CouchDB incorporates a straightforwards URL routing and rewriting engine. While it is not as comprehensive as a front-end proxy, it caters for most needs out of the box, including using virtual hostnames to map URLs to specific databases, and provides more complex use cases through a rewriting engine.

This post has a detailed example of a combined vhost and rewriter configuration.

4.1. Virtual Hosts

CouchDB, since 0.11.0, can map requests to different locations based on the Host header, even if they arrive on the some inbound IP address.

This allows different virtual hosts on the same machine to map to different databases or design documents, etc. The most common use case is to map a virtual host to a Rewrite Handler, to provide full control over the application’s URIs.

To add a virtual host, add a CNAME pointer to the DNS for your domain name. For development and testing, it is sufficient to add an entry in the hosts file, typically /etc/hosts` on Unix-like operating systems:

# CouchDB vhost definitions, refer to local.ini for further details
127.0.0.1       sofa.couchdb

Test that this is working:

$ ping sofa.couchdb
PING sofa.couchdb (127.0.0.1) 56(84) bytes of data.
64 bytes from localhost.localdomain (127.0.0.1): icmp_req=1 ttl=64 time=0.025 ms
64 bytes from localhost.localdomain (127.0.0.1): icmp_req=2 ttl=64 time=0.051 ms
^C

Finally, add an entry to your configuration file in the [vhosts] section:

[vhosts]
sofa.couchdb:5984 = /sofa/_design/sofa/_rewrite

If your CouchDB is listening on the default HTTP port, or is sitting behind a proxy, then don’t specify a port number in the vhost key.

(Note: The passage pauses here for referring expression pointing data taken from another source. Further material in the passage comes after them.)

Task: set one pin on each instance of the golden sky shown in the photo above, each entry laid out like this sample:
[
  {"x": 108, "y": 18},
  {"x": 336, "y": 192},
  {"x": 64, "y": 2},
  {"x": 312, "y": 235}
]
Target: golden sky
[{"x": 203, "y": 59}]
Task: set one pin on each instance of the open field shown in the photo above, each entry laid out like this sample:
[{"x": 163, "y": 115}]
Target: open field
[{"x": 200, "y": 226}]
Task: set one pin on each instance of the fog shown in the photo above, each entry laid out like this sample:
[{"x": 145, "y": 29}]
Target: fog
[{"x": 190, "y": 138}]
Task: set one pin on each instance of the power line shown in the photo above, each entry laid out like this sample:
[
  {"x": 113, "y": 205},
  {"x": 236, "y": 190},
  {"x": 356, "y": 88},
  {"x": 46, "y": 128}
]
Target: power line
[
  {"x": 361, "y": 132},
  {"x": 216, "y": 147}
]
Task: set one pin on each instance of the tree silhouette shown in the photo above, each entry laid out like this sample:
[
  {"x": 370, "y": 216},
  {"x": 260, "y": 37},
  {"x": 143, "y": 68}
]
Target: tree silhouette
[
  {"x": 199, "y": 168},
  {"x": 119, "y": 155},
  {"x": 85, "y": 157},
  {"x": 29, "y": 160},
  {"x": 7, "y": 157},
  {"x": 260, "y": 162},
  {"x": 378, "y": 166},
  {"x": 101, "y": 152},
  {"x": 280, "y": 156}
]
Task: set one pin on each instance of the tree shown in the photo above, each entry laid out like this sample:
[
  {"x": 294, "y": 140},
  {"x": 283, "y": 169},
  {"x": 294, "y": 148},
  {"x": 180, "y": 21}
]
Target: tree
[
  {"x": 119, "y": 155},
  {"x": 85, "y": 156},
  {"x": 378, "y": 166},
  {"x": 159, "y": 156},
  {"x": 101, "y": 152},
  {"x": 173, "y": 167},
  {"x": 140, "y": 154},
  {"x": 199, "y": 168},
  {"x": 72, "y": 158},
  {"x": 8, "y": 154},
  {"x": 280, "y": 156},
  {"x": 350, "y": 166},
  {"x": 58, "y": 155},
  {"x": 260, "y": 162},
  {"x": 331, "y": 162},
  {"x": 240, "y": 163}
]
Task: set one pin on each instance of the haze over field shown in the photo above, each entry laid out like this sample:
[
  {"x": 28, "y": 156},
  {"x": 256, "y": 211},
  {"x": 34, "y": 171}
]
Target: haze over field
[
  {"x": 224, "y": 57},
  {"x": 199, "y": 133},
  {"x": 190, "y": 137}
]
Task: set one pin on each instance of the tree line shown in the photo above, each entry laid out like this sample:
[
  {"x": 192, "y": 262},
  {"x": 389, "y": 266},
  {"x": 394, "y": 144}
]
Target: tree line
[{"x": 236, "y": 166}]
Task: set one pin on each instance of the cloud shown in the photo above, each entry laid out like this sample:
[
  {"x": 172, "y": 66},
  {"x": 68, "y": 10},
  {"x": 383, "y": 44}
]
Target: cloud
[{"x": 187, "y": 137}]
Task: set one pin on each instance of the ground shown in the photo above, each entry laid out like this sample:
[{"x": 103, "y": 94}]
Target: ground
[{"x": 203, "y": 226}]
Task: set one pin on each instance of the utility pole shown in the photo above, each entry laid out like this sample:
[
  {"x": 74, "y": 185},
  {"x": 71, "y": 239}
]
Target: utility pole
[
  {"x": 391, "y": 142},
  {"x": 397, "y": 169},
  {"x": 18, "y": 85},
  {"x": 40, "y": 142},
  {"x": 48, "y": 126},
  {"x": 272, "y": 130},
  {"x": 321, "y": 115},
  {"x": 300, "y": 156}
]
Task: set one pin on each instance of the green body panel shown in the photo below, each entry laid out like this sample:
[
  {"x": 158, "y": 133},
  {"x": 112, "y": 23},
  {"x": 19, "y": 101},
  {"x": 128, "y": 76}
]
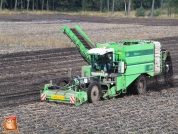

With the above setup, a request to http://sofa.couchdb:5984/sweet-o will be mapped to http://127.0.0.1:5984/sofa/_design/sofa/_rewrite/sweet-o

New in version 0.11.0: added vhosts functionality

4.2. HTTP Rewrite Handler

Following on from virtual hosts, CouchDB includes a custom URL rewriter. All rewriting is done from /dbname/_design/ddocname/_rewrite by default.

The rewriter is flexible, and can handle methods and custom query formats.

Each rule should be in the rewrites top-level key of the design doc. Example of a complete rule :

{
    ....
    "rewrites": [
    {
        "from": "",
        "to": "index.html",
        "method": "GET",
        "query": {}
    }
    ]
}

from: is the path rule used to bind current uri to the rule. It uses pattern matching for that.

to: rule to rewrite an url. It can contain variables depending on binding variables discovered during pattern matching and query args (url args and from the query member.)

method: method to bind the request method to the rule. If method is missing, any method will be matched in the rewrite.

query: optional query arguments, that may contain dynamic variables, by binding keys in the to be used with the matching URL.

to and from are paths with patterns. The pattern can be strings starting with : or *, for example /somepath/:var/*.

The pattern matching is done by first matching the request method to a rule. Then it will try to match the path to one specific rule. If no rule match, then a 404 error is displayed.

The path is converted into an erlang list, by regex splitting on /. Each variable is converted into an atom. The subsequent pattern matching step is done by splitting / in the request url into a list of atoms. A string pattern will match the equivalent token. The * atom will match any number of tokens, but may only be present as the last pattern in the path. If all tokens are matched, and all path terms have been consumed, then the overall path specification matches.

Once a matching from rule is found we rewrite the request url using the from, to, and query members. Each identified token will be reused within the rule, and in the subsequent query if required. The identified tokens are matched to the rule and will replace var. If * is found in the rule it will contain any remaining suffix.

The rewriter is re-entrant, and has a configurable recursion limit, set by default at 100.